児童向け作品を、わざわざ見ようという大人はそんなに多くないだろう。それは一体何故だろう?とふと思う。児童向け作品にも面白いものは多いのに。思うに、一つは先が読めてしまうことにある。子供に、夢を潰すような話は見せられない。例えば「モモ」では、時間泥棒が人から時間を盗むが、さすがに盗んだままで話が終わることはない、ということは読む前から分かる(モモは、独創的な描写にあふれているので、それでも魅力は損われないけれど)。しかし、その決まった型に囚われない児童向け映画も存在する。
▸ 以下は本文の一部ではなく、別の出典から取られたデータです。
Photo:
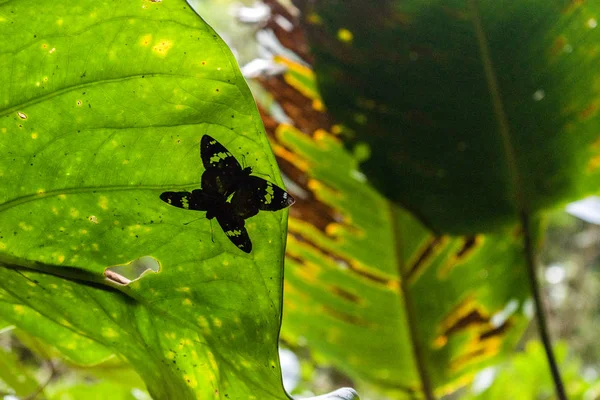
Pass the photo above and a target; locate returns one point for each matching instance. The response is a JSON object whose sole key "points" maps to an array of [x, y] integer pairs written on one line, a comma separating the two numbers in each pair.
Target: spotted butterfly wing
{"points": [[215, 156], [233, 226], [253, 194], [229, 193]]}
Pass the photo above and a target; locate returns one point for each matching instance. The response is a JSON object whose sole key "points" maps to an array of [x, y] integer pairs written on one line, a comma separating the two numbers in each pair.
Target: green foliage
{"points": [[469, 293], [102, 108], [524, 376], [475, 110]]}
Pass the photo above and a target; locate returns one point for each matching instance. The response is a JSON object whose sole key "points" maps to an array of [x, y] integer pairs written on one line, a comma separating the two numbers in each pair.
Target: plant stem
{"points": [[411, 318], [539, 310]]}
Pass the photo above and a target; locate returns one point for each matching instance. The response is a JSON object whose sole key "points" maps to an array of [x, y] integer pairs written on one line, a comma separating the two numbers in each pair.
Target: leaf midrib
{"points": [[56, 192]]}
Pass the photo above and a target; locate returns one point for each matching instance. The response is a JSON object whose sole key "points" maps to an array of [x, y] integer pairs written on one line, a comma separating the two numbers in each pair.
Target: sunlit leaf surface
{"points": [[347, 247], [475, 111], [102, 108]]}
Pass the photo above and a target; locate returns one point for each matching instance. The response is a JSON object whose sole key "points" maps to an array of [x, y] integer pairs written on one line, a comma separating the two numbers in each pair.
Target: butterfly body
{"points": [[229, 193]]}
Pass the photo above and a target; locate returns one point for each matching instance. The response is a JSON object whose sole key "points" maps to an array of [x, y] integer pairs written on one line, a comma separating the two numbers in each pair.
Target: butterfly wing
{"points": [[196, 200], [254, 194], [233, 226]]}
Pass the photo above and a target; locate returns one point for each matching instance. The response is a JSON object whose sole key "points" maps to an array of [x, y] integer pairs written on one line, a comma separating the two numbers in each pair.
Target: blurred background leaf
{"points": [[465, 151]]}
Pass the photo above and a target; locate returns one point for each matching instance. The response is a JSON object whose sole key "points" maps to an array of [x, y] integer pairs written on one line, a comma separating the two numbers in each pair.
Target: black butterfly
{"points": [[229, 193]]}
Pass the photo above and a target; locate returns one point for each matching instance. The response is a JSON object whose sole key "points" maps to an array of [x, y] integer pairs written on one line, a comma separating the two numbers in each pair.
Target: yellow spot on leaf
{"points": [[314, 19], [25, 227], [345, 35], [318, 105], [162, 47], [145, 40]]}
若おかみは小学生!」も、まさにそういった挑戦的な映画の一つだった。主人公のおっこは、ある理由で温泉街に一人やってきて、祖母の旅館で働くことになる。人と仲良くなること、仕事を覚えること…そうした目の前の課題を一つ一つ解決していくおっこは、子供たちのお手本になるような立派な子なのである。出来ることは増え、人とも仲良くなる。ラストまでの道筋が、はっきりと見えているように思われた。しかし残り15分といったところで、とある予想もしなかったことが起こる。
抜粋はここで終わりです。